Prior to getting married, Casey and Cameron each owned their own house. Cameron inherited his house from his parents when they passed away in a boating accident. In anticipation of the wedding, Casey sold her home and moved into Cameron's place. Casey deposited the sales proceeds from her house into an individual savings account. Two years after they got married, Casey and Cameron refinanced the house for a better interest rate and in the process changed the title so that they held the property as joint tenants. Five years into the marriage, Casey received a $10,000 gift from her grandparents (who are alive and well living in Florida). She used this money to pay for a new garage door and repairs to the redwood deck. Casey and Cameron are getting divorced. Cameron's lawyer tells Casey that the house belongs entirely to Cameron because he inherited it. What rules apply to the division of a) Casey's savings account b) the house Cameron inherited from his parents and c)the $10,000 gift from Casey's grandparents?
Property acquired prior to marriage is considered separate property. So, Casey's savings account remains hers alone and it is not subject to division in the divorce. Any increase in the value of her separate property that occurs during the marriage (i.e. interest earned on the savings account) will be marital property. But the principal balance remains separate. That said, nothing prevents the Court from giving more of the marital property to the spouse who lacks separate property, if it sees fit to do so. The law calls for equitable distribution. "Equitable" does not necessarily mean equal.

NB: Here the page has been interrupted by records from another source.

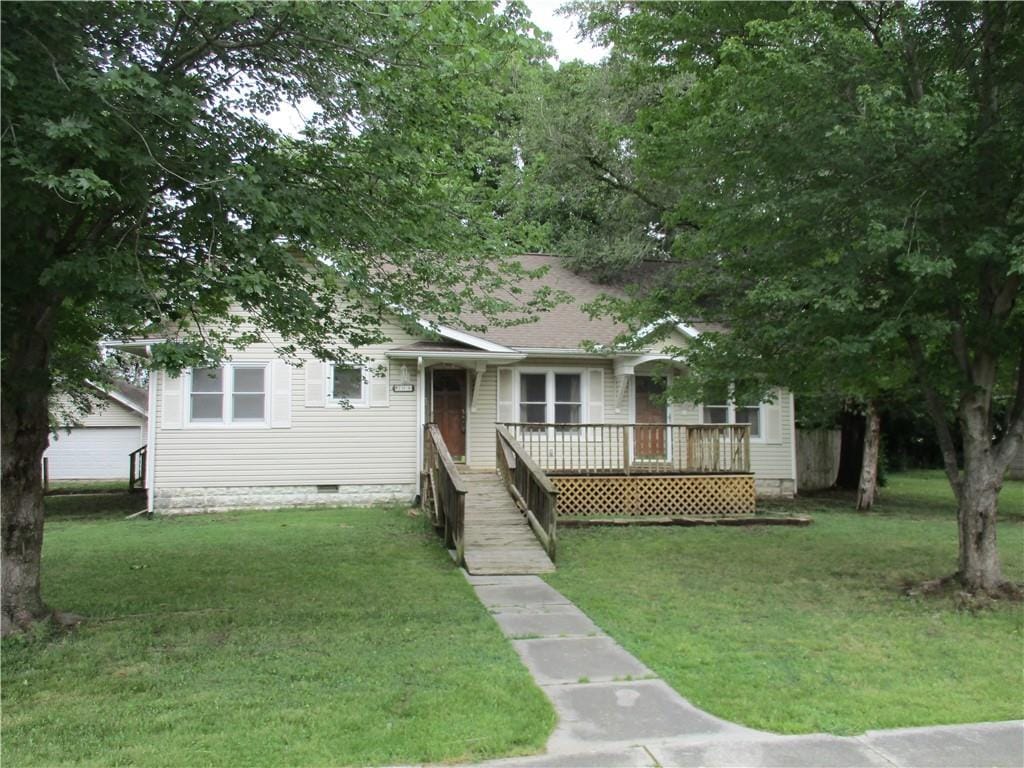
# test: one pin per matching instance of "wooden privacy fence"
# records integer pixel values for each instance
(635, 449)
(443, 492)
(817, 458)
(532, 492)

The Court may also consider each spouse's separate property, if any, in determining spousal maintenance (i.e. alimony).
By contrast, Cameron's house will be treated as marital property. If one spouse causes the other spouse to be added to the title as a joint owner, then a gift is presumed to have been made and the burden to prove otherwise is on the donor. Even if Cameron explains that the house was retitled in joint tenancy at the request of the mortgage company in order to get the refinancing, it will mostly likely be treated as marital. The desire to get a lower mortgage rate merely provides a reason why the gift was made. It doesn't overcome the act of making a gift by putting Casey on the title. In re Moncrief, 36 Colo App 140, 535 P. 2d 1137 (1975). Once again, the Court may still award Cameron a larger share of the house, if the Court decides that this would be equitable.
Finally, let's consider Casey's $10,000 gift from her grandparents. It was received during the marriage, so it would be marital property, but for the application of §14-10-113(2). This provision creates a category of "separate" property that is received during the marriage by "gift, bequest, devise or descent." Thus, initially, Casey's $10,000 gift from her grandparents was hers alone. However, when she decided to spend the $10,000 on improvements to the marital home, she probably made a gift of that amount to her spouse.
The final analysis: if you share property during the marriage, you can't take it back during the divorce. To avoid any confusion regarding separate property, you must literally keep it separate.